Quand j’étais jeune, j’ai été pris par des musiciens plus âgés, quand je me suis lancé au conservatoire comme professeur – pendant 25 ans – puis comme chef de département au CNSMD  – pendant 20 ans – j’ai connu et sélectionné des jeunes qui sont devenus des acteurs de la scène française. Du coup cela m’a paru normal d’inclure, selon mes affinités bien sûr, des musiciens d’une génération nouvelle, et de les mélanger avec moi et des musiciens de ma génération. Dans « My Chet My Song », il y a Bruno Ruder, un pianiste extraordinaire. On a joué ensemble pendant plus de 10 ans, et aujourd’hui il fait une brillante carrière. Après Bruno, il y a eu Paul Lay qui fait la carrière que vous connaissez.

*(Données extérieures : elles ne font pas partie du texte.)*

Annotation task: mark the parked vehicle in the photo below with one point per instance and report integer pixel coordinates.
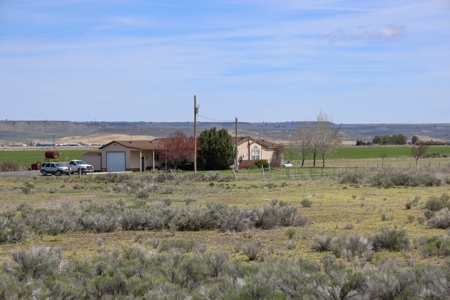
(54, 168)
(75, 165)
(287, 165)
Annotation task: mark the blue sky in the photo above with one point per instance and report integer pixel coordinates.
(266, 60)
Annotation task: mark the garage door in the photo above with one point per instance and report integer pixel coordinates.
(115, 161)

Et maintenant c’est Carl–Henri Morisset, il a commencé avec moi, à Turin en 2013. Onze ans que l’on travaille ensemble, on a fait huit ou neuf pays, je ne me souviens plus exactement.  Quand il y a ces affinités, l’âge compte peu. Surtout s’ils grandissent avec moi. Et si on joue avec Pierrick Pedron ou Billy Hart, ils sont portés. Des expériences importantes.  Après Carl, il y a aussi le saxophoniste allemand Jan Prax qui sera dans le projet des Émouvantes à Marseille. Jan, je l’ai connu lors d’un projet qui mélangeait des étudiants français et allemands. Je l’avais choisi et on joue ensemble, depuis 2015, si ma mémoire est bonne. C’est un super musicien, multi instrumentiste et d’ailleurs, il aussi un duo avec Carl. Il se sont rencontrés en jouant avec moi. Tout cela a, il me semble, un sens; de leur permettre d’avoir accès à des choses qu’ils auraient peut-être mis plus de temps à obtenir. C’est pour cela que je les inclus dans ce type de projet, celui de fin septembre à Marseille.

C’est une passation en quelque sorte ?

Oui, exactement. J’en ai profité quand j’étais jeune, j’essaie d’en faire profiter maintenant des plus jeunes. Et il faut dire aussi que c’est agréable de jouer avec ces jeunes. Cela donne de l’énergie.

« Nous vibrons, donc nous sommes », écrivez-vous pour les notes de pochette de « My  Chet, My Song », cela définit bien votre parcours, votre musique.

Oui, vibrer, il y a bien sûr les instruments mais aussi, et surtout, l’être humain, on est fait pour vibrer et si possible pour vibrer ensemble. L’empathie individuelle qui se partage entre tous. Et malheureusement sur cette planète, il faut espérer en des temps meilleurs pour tout ce qui est empathie.